Time is running out in this legislative session for a bill that would change Wisconsin’s contractor liability law.
Subcontractors vow to keep pushing for passage, but the bill is trapped in a Senate committee and has a dwindling chance of escaping before the session ends April 22.
“We’ve reached out for other ideas, and we didn’t get a whole lot of thought for 25 years,” said Jeffrey Beiriger, executive director of the American Subcontractors Association of Wisconsin, referring to the period the current law has been on the books. “And until this piece of legislation runs out of time, we’re committed to making it work.”
At the request of ASA, state Sen. Lena Taylor, D-Milwaukee, introduced earlier this year a bill that would void provisions in construction contracts requiring one company protect or insure another company on a project.
Under state law, project owners and general contractors can pass their share of liability on a construction project to subcontractors. Major subcontractors, such as mechanical contractors, also can pass on liability to other subcontractors, such as insulation contractors.
A Senate committee last week held a public hearing on the bill during which groups including the Associated General Contractors of Wisconsin, the Wisconsin Builders Association and the Wisconsin Transportation Builders Association testified or registered in opposition.

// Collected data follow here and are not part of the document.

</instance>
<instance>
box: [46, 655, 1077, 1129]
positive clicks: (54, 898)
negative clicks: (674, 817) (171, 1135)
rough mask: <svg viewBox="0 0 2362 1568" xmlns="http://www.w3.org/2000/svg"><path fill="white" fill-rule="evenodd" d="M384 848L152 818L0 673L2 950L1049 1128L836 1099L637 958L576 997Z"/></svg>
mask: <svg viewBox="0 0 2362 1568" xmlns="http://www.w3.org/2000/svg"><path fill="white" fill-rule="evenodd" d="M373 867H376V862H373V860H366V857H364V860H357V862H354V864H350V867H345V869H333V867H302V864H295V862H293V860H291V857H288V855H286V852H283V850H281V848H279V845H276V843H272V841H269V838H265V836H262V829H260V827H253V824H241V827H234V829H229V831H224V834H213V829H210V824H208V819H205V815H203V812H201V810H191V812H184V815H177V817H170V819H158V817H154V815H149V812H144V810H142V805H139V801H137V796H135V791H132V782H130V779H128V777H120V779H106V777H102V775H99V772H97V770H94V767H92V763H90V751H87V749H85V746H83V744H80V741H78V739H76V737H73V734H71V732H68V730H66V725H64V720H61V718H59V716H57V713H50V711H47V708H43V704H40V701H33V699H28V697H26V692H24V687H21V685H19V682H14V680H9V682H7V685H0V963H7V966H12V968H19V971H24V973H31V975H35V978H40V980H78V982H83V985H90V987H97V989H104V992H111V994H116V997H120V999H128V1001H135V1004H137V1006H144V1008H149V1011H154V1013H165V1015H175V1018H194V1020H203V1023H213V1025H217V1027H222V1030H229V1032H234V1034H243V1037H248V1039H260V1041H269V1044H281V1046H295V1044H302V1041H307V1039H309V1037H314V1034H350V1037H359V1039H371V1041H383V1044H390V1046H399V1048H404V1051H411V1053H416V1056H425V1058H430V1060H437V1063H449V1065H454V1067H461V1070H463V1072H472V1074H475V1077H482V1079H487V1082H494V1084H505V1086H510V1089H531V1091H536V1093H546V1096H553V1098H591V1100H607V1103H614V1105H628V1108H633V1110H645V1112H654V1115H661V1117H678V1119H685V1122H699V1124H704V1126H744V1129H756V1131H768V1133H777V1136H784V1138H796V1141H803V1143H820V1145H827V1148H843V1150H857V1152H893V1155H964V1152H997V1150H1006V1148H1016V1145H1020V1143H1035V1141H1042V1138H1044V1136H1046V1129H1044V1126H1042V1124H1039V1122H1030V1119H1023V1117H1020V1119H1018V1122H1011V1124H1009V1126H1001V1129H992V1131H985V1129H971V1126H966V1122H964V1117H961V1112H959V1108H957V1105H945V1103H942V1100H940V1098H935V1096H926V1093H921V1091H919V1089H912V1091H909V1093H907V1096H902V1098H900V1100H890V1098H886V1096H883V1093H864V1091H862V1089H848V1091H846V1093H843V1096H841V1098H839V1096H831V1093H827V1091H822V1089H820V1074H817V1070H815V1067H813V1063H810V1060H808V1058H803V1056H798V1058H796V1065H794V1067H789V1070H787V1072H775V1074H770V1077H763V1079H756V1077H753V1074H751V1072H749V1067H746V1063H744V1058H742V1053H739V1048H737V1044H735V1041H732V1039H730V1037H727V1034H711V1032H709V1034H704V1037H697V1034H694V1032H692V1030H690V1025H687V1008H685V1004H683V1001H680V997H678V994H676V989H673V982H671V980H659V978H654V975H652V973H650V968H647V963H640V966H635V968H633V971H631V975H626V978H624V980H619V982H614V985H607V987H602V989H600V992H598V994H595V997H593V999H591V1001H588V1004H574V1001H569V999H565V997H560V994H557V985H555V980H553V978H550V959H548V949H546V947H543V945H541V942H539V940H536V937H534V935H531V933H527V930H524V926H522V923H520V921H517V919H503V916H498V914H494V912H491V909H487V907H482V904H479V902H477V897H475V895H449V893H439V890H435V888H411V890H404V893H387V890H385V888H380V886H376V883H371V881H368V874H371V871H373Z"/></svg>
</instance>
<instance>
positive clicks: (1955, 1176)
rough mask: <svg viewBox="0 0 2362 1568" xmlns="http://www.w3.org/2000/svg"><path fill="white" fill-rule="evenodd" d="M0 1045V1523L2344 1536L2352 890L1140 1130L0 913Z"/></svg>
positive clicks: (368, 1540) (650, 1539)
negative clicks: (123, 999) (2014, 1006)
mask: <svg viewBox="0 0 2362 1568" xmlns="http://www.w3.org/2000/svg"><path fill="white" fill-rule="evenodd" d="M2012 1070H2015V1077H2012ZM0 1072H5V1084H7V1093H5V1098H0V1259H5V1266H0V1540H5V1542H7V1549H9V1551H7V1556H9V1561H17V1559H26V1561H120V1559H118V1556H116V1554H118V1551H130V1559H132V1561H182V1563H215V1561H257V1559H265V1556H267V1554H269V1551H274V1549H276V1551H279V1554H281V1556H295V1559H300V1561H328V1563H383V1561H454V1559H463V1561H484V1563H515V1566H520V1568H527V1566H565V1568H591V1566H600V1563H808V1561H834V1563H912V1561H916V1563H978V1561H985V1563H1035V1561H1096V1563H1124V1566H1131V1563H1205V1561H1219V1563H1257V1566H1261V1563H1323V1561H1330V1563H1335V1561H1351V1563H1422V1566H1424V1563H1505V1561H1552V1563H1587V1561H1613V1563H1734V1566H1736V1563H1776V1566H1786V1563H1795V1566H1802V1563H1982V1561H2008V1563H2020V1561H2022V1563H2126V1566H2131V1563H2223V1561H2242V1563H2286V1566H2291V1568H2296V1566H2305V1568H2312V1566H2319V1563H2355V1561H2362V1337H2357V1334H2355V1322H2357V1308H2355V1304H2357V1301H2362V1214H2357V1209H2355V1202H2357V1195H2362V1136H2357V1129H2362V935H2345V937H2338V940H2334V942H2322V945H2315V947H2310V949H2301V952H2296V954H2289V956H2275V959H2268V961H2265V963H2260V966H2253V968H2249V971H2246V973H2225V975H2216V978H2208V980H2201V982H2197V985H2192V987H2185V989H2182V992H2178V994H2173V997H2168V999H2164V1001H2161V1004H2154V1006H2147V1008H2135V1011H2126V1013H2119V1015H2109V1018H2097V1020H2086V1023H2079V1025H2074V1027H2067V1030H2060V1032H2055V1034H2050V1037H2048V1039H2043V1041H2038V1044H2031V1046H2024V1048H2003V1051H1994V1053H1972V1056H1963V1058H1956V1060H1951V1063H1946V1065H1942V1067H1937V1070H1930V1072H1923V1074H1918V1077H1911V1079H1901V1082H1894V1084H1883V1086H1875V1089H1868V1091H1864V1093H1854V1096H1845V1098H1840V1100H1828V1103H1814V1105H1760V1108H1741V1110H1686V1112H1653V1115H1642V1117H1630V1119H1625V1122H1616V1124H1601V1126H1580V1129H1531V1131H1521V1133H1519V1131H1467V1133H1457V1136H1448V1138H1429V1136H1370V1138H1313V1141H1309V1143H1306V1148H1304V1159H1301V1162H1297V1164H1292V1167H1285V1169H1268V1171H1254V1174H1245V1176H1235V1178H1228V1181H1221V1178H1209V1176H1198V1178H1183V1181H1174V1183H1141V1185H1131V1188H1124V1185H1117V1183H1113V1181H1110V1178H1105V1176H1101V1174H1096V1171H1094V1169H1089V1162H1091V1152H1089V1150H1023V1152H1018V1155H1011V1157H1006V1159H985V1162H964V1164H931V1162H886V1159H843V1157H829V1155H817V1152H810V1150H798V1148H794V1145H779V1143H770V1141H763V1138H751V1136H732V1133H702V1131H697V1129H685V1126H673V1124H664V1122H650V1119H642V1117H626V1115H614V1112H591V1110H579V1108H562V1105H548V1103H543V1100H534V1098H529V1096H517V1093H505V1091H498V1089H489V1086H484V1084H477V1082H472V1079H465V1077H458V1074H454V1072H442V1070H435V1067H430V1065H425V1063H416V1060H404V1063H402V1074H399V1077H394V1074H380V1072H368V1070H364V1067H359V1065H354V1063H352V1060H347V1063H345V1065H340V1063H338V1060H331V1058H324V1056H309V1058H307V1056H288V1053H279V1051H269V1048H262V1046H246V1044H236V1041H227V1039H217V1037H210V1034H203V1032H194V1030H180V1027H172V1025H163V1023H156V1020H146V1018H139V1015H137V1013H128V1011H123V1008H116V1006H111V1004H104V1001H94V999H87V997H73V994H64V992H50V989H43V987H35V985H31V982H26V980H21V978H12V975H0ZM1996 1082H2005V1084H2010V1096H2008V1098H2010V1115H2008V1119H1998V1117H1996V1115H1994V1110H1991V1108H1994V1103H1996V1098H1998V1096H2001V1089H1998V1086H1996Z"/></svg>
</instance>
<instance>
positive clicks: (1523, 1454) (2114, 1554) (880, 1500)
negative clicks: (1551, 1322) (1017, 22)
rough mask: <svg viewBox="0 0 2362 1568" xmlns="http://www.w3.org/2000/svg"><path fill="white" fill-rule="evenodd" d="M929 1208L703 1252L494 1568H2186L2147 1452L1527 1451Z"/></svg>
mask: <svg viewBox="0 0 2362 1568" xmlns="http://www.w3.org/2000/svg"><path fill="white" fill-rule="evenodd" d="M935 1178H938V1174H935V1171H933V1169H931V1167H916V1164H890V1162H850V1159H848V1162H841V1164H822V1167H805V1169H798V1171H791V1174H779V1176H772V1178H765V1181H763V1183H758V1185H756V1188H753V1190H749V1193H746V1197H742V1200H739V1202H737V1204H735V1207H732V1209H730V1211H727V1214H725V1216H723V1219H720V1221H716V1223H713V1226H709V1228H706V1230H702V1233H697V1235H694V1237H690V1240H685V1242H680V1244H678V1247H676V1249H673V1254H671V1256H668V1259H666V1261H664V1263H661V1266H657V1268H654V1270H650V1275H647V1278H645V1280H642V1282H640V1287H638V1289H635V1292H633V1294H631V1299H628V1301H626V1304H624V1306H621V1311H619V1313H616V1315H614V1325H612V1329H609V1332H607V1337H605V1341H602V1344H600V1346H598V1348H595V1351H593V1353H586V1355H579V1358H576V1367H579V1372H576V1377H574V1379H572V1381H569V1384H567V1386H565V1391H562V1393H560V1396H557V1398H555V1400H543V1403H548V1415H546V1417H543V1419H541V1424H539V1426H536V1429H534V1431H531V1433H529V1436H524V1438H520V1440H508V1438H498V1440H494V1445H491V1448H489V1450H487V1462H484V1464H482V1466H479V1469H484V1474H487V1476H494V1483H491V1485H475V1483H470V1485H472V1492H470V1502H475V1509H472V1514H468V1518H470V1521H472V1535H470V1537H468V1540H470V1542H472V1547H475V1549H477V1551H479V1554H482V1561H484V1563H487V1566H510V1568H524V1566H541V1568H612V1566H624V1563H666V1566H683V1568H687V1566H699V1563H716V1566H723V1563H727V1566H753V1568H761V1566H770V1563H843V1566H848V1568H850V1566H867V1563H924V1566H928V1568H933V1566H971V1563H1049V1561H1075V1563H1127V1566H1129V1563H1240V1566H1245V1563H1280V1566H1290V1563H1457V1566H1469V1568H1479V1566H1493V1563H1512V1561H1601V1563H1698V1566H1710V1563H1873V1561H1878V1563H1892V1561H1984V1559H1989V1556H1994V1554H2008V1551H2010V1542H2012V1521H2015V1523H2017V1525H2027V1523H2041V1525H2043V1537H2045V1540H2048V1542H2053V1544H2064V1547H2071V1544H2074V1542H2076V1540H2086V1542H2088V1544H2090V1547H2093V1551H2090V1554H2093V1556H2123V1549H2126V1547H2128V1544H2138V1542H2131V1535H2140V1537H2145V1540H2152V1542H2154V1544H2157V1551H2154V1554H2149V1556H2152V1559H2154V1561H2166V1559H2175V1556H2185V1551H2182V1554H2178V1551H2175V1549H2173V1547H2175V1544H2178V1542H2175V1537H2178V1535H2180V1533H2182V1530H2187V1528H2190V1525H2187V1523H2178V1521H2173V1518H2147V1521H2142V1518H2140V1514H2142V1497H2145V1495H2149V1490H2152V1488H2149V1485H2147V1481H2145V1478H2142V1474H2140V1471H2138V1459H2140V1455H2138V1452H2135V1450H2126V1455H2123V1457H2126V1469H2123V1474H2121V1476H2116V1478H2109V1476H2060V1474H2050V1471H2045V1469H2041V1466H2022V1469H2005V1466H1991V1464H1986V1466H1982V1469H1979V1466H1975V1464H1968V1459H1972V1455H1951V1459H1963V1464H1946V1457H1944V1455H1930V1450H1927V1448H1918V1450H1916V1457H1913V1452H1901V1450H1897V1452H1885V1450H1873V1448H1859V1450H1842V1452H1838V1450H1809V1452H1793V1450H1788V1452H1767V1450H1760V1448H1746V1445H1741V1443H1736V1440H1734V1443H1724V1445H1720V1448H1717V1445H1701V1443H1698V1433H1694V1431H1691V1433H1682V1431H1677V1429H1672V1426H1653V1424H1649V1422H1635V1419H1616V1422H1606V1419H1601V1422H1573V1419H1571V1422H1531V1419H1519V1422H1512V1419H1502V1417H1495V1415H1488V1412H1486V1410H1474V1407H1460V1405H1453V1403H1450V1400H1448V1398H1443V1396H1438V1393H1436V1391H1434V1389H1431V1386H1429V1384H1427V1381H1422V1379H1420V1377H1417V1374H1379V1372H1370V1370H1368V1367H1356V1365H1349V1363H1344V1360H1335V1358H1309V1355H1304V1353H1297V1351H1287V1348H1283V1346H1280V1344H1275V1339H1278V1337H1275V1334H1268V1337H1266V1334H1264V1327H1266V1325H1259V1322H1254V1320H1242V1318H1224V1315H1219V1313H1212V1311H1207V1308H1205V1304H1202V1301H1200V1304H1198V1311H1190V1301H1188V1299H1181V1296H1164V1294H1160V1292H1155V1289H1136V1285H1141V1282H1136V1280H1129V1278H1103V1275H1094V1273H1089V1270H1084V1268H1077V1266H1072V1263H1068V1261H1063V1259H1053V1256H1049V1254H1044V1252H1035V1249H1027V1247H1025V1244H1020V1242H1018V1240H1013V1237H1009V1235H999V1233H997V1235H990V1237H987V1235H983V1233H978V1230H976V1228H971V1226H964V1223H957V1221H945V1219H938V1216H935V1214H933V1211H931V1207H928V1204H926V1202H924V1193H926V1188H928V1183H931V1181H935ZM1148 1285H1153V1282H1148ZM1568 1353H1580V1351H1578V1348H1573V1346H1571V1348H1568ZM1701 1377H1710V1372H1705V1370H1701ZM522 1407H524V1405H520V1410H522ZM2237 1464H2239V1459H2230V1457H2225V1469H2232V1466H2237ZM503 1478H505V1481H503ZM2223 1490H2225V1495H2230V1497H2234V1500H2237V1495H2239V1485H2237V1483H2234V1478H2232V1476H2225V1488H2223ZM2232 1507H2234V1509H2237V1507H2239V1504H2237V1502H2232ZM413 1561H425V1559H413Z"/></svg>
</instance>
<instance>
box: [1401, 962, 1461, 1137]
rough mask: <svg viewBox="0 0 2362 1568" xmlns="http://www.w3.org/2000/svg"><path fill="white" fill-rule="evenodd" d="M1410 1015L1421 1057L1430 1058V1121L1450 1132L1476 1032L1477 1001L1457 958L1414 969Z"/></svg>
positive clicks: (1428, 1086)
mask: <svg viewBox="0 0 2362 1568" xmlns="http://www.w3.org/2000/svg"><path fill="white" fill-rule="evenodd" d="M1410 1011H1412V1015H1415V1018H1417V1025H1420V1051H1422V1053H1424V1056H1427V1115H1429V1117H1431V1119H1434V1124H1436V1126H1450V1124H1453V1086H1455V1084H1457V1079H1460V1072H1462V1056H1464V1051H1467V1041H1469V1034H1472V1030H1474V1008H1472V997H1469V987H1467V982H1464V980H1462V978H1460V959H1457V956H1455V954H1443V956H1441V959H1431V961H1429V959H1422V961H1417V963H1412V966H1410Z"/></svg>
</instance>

Taylor on Sunday said she does not know if she will hold a committee vote to send the bill to the Senate floor before session ends.
“I introduce bills because I believe there’s something that needs to get done, and we need to do whatever we can do to make that happen,” she said. “But there’s so many moving pieces right now.”
Taylor said she wants general contractors and subcontractors to reach a compromise before the bill leaves committee.
But Jim Boullion, the AGC’s director of government affairs, said that will not happen in the next month.
“It’s going to take us at least the summer to get somewhere,” he said.
The AGC offered the ASA a compromise, Boullion said, but it was rejected. He would not offer details of the compromise.
Eliminating contractors’ ability to transfer liability could result in lengthy trials and more expensive legal costs, said Brad Boycks, director of government and political affairs for the Wisconsin Builders Association.
“We see that there are some differences of opinion,” he said. “We admit the law is not perfect right now, but this bill doesn’t solve all the problems.”
Beiriger said he’s not surprised some groups want more time to work on the bill, and he is willing to work on it in the next session if time runs out on this one. But he said the bill should pass soon.
“It’s simply a matter of fairness,” he said.
If the Legislature passes the bill as drafted, Boullion said, lawmakers would do so with strong objections from many people in the construction industry.
“Legislators are always looking for compromise,” he said, “and we’re more than willing to try talking things through.”